CUT THROAT ANGELS
We crossed over into Mexico at Tijuana, in the afternoon a day or so later. I don’t know what we thought we were doing in the meantime. None of it made much sense.
I’d met Shawn on the Santa Barbara boardwalk. She was about my age, a nice hippie girl, pretty, and very friendly. We met by arrangement later that night, down on the beach again, and after some talk, flirtation, and fooling around, Eric drove us to a nearby park, gave me a blanket, dropped us off, and split. Shawn and I spread the blanket back amongst the trees in the pitch dark and talked. She was telling me about the boy she had just broken up with, and how she was going to go to London now, and meet her friend, and travel across Europe. Amid the chatter of crickets, and beneath a million friendly stars, I listened, bragged a little, and chain-smoked a few cigarettes. After a while, we started to kiss, and were working ourselves into some sort of a hot corner, when all of a sudden there was a loud noise in the bushes, and something big and white was coming our way. Shawn grabbed her blouse back up, smoothed her skirt down, and shrunk back in fear. I stood my ground, then looking closer through the dark, and, tipped off by familiar giggles and mumblings, saw that our midnight intruder was Eric.
“Put your clothes on,” I told him.
I was kinda pissed off, but that was that. He was lonely, didn’t like being the odd man out. Shawn immediately said she had to go home, so we gave her a ride, said goodbye, dropped her off out front of her parents’ house and got back on Highway 101 South.
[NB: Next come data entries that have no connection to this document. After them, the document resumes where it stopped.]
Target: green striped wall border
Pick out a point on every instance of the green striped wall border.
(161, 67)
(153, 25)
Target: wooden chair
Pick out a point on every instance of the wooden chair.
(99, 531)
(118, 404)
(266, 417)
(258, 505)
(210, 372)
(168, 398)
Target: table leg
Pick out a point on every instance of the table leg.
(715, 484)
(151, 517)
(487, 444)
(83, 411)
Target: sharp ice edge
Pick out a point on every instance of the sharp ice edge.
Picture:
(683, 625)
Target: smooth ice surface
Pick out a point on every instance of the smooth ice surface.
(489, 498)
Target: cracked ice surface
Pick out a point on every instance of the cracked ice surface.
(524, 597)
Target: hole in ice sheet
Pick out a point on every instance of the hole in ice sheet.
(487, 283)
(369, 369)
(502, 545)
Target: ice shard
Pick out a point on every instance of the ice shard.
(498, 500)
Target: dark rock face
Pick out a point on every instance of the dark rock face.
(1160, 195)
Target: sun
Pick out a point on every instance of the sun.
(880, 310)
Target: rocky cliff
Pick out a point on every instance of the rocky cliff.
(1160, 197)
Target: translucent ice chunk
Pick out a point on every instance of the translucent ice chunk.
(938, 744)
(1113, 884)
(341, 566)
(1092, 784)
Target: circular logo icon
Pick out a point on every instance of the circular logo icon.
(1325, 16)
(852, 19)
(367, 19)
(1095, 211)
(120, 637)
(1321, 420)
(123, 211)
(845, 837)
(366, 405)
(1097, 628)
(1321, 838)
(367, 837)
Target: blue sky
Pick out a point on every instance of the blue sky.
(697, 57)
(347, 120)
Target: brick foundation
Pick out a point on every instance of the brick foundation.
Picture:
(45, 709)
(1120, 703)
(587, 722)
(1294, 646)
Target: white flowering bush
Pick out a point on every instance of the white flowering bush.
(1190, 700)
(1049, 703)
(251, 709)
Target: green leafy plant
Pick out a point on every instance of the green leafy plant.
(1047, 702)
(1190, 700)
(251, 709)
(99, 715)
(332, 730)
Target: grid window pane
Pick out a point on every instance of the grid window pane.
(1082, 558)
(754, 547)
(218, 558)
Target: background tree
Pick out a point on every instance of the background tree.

We pulled the car off onto the gravel at a roadside rest area near Ventura, and slept a few hours in our seats, just passed out, we were so exhausted. I woke up in the bright sunlight, all hot and sweaty and disoriented, punched Eric awake, and we pushed on for LA.
From what I’d heard up in San Francisco, I had every reason to be afraid of L.A.. Eric had given me the run down: When you go out with “friends” in Los Angeles, the people in the front seat of the car will hold conversations about the ones in the back seat, putting them down, just quiet enough so they can’t be overheard. Everyone there is on the make. It’s Cut Throat City, with rich people, movie stars, crazy little actresses, power freaks and vampires of the special, tan So Cal variety, and everybody else, working arcane scams, climbing over each other in their abject mad desire for a place at the top. From the way it sounded, I didn’t think I’d dig it. I
could never be happy living in a place like that.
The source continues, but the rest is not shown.